Step 4. Defining device coverage.

After discussing what to test, it is essential to finalize the list of devices that will be used during the process – on what to test. Again, a client can request specific devices the team should use or leave this decision for the QA team.

When making up this list, it is significant to choose smartphone combinations that will vary based on the following criteria:

Device manufacturers.
Screen sizes.
OS and their versions.
Browser versions.

It makes sense to test on devices and software that are popular in the target market since the dominant smartphones vary based on user geography.

Step 5. Preparation of test artifacts.

The next step is to create testing documentation, or test artifacts. The documentation helps to structure the testing process. While QA engineers have a plan and a strategy to follow, stakeholders understand the scope of work and the sequence of events better. There are several documents that can regulate the testing process.

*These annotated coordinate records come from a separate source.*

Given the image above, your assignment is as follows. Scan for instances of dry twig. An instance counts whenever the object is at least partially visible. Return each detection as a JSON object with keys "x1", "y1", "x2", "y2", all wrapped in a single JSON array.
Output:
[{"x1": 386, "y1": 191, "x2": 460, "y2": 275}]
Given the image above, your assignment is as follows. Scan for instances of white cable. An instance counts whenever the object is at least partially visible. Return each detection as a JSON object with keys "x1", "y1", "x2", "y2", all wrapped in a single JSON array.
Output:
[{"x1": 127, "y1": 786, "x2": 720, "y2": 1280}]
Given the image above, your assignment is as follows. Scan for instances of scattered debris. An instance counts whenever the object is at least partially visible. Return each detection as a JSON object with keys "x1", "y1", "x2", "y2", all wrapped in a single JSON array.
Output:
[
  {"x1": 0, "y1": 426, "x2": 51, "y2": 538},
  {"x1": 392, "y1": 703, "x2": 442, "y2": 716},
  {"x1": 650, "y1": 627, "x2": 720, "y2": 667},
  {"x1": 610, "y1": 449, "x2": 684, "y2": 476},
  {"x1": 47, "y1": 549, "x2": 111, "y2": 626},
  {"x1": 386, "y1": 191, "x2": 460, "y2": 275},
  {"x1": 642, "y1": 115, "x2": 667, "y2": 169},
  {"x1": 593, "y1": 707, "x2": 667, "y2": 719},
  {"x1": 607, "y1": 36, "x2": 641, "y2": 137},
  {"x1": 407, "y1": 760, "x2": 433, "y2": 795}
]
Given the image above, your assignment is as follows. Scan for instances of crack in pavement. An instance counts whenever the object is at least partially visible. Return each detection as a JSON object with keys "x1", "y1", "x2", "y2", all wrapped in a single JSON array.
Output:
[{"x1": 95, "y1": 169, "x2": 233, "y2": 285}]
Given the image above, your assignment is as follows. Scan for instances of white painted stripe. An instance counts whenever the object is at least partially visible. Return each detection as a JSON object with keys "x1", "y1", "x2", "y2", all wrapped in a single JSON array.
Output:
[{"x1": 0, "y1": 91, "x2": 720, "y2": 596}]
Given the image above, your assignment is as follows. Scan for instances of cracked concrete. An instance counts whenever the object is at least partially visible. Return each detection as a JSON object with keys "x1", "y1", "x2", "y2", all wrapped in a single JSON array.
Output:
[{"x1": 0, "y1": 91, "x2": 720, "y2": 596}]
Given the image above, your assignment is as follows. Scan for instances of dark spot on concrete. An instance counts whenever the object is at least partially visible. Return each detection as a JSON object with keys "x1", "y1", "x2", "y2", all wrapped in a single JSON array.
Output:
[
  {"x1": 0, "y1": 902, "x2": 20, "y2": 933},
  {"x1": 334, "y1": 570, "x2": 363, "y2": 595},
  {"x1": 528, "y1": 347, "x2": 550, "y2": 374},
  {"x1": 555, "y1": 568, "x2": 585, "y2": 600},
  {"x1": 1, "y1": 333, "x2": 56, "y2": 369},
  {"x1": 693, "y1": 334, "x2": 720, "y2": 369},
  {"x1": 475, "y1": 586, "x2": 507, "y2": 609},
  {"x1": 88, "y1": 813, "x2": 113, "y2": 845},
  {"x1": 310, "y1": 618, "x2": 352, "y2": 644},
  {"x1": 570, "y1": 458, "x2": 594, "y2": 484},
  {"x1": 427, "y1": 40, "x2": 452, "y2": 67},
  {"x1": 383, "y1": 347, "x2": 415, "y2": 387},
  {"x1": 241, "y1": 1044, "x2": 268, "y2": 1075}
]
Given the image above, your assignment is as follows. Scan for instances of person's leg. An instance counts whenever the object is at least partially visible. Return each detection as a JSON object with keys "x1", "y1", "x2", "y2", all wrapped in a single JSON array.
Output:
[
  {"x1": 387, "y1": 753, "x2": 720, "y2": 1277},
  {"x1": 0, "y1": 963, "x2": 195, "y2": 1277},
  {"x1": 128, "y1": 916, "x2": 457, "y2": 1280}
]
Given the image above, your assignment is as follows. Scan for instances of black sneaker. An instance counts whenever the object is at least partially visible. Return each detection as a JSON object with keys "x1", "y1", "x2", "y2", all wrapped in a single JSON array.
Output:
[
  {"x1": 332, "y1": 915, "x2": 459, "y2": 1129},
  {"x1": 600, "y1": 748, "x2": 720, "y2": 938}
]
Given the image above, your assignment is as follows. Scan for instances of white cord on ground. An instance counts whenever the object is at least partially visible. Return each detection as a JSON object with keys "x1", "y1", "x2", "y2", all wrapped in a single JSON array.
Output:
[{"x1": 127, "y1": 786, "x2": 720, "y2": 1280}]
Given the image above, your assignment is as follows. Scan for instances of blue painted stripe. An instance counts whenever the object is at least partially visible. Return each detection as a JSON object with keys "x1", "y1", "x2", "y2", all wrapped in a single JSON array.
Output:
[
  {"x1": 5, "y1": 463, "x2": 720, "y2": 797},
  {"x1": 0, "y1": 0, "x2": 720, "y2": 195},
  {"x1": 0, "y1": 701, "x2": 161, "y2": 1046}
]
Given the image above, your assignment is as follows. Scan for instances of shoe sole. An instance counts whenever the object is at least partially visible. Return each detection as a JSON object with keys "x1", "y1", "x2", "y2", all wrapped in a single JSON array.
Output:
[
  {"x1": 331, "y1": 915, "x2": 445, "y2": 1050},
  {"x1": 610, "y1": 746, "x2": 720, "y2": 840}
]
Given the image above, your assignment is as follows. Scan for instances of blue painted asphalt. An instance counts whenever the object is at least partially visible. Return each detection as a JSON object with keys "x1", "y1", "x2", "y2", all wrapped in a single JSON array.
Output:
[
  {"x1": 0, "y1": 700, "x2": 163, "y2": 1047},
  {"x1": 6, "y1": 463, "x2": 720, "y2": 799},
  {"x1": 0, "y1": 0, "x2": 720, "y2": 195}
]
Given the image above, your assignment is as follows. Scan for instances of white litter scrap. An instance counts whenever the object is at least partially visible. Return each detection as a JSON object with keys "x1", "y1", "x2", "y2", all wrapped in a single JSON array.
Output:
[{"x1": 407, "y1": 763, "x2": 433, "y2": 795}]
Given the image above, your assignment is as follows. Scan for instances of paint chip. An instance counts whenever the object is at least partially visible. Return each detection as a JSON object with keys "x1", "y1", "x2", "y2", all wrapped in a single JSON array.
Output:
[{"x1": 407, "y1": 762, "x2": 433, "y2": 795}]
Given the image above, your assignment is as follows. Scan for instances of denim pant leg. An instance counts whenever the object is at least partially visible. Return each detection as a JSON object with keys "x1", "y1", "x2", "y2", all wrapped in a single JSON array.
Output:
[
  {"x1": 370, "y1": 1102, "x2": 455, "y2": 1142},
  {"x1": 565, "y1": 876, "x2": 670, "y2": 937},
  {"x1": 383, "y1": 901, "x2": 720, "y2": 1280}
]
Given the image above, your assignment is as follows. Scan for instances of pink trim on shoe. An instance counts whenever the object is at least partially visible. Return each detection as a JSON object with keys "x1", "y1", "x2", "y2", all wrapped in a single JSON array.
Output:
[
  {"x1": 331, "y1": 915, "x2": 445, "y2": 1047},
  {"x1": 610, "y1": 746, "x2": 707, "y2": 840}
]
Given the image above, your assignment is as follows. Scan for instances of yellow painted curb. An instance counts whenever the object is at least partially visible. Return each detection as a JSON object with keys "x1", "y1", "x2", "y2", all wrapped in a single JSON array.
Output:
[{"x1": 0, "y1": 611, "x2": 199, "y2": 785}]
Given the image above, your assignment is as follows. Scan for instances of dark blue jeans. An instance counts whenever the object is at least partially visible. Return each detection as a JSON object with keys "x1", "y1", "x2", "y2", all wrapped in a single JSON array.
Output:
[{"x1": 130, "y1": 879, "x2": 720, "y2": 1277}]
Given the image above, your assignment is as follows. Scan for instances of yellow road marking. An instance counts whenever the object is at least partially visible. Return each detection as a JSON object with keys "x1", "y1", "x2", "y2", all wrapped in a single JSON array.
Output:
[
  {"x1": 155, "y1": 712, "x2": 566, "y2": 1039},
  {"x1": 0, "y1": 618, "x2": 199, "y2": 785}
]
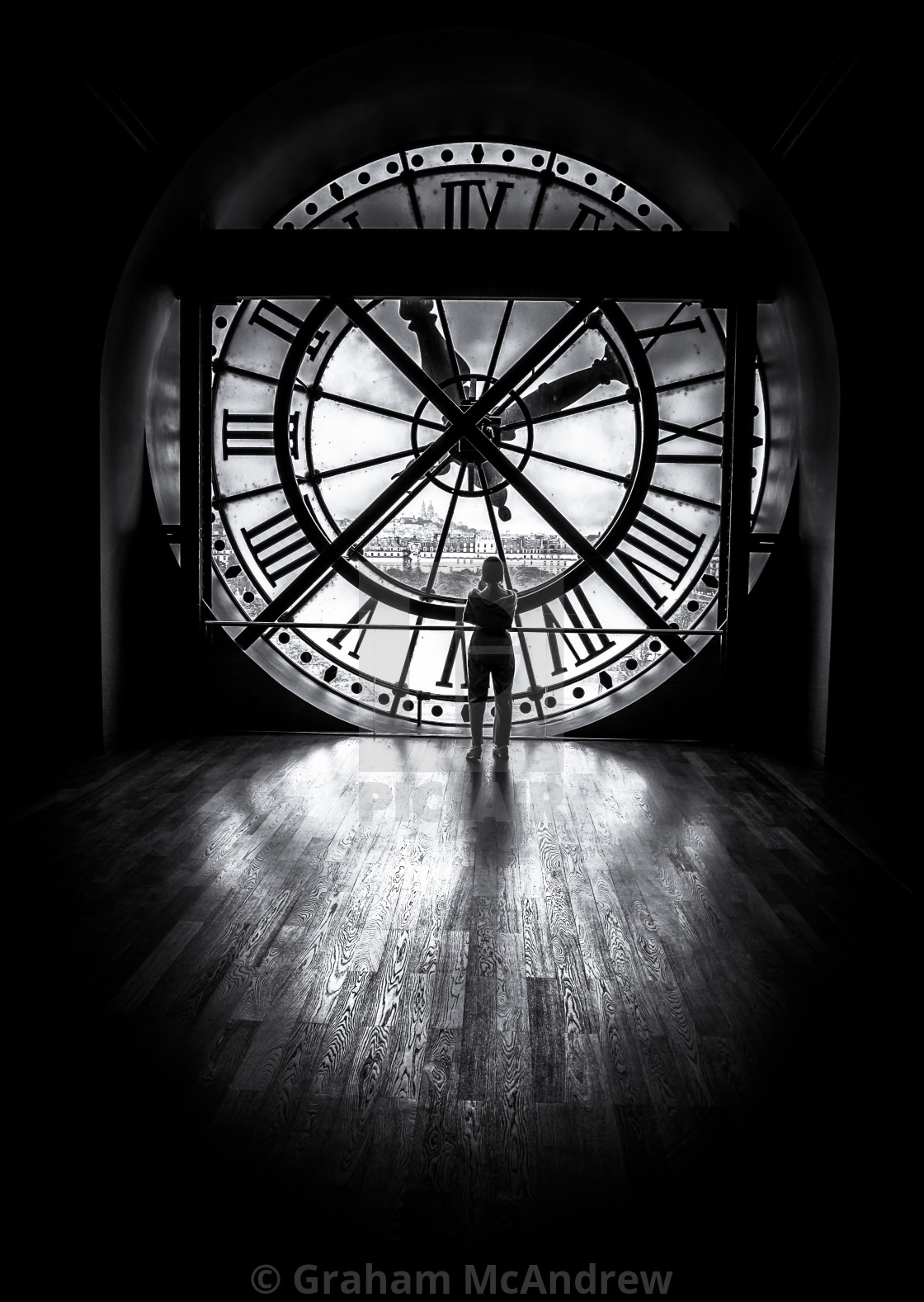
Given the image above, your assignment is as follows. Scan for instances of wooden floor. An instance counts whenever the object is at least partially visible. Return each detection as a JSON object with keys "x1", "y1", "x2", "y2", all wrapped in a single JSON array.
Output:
[{"x1": 25, "y1": 736, "x2": 917, "y2": 1298}]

QA Strategy describes all the quality-related procedures that will take place during the project. It goes beyond software testing, usually including business analysis and audit as well.
Test Plan includes all information related to the testing of a specific product – from goals and objectives to the detailed description of the testing activities that will take place.
Test Strategy serves as a guideline for a QA team. It states the purpose of testing, lists types of testing that will be applied, environments and tools to use, and explains such important moments as the general approach, issue severity and priority, defect life cycle management, etc. It features only a part of the information provided in a Test Plan and can be included in the plan.
Test Case describes a set of actions a QA engineer should execute to verify a particular feature. The document also features a summary of the case, preconditions, and expected and actual results.
Checklist is a document with a brief description of the functionality that should be checked. It doesn’t describe a step-by-step procedure but rather provides summaries of all actions.

These documents help to keep the testing process well-organized. Not all of them are essential per se. We decide which to use depending on the need for testing and project particularities.

Step 6. Running tests.

So the documents are ready, and the QA specialists can start scrutinizing the mobile app functionality. We have a scope of prepared test cases and set deadlines, so all that’s left to do is start checking the agreed aspects one by one. The QA specialists find, record, and track defects to provide the reports that will be helpful for the development team.

Step 7. Reporting and deliverables.

The list of deliverables is discussed by the parties and stated in the test documentation. Usually, a specialist logs bugs in a project management system (Trello, Jira, etc.) or records in a document (Spreadsheets, etc.). We always discuss what would be more convenient for a client.

In addition, we can provide test reports, test cases, and checklists. You already know what checklists and test cases are (we’ve explained it when talking about the test artifacts). The final version of a checklist and test cases that will be sent to clients always includes the status of each position: passed, failed, or other options specified in the documentation.

As for the test reports, they summarize the results of the testing activities. Such document will feature an objective and summary, activities, and defect information. The latter specifies different aspects of a defect. For example, you can indicate how many bugs of each severity level have been detected, specify the number of defects found at each phase, and so on.

Bottom Line

After we finish mobile application testing and provide the deliverables, your development team can start working on fixing the defects. The duration of the entire testing process always varies depending on the complexity of an application and the scope of work. The only thing that remains the same is the positive outcome. Software testing isn’t the only thing that determines a product’s success after the release. However, it gives you confidence in the final product and becomes a competitive advantage for the product.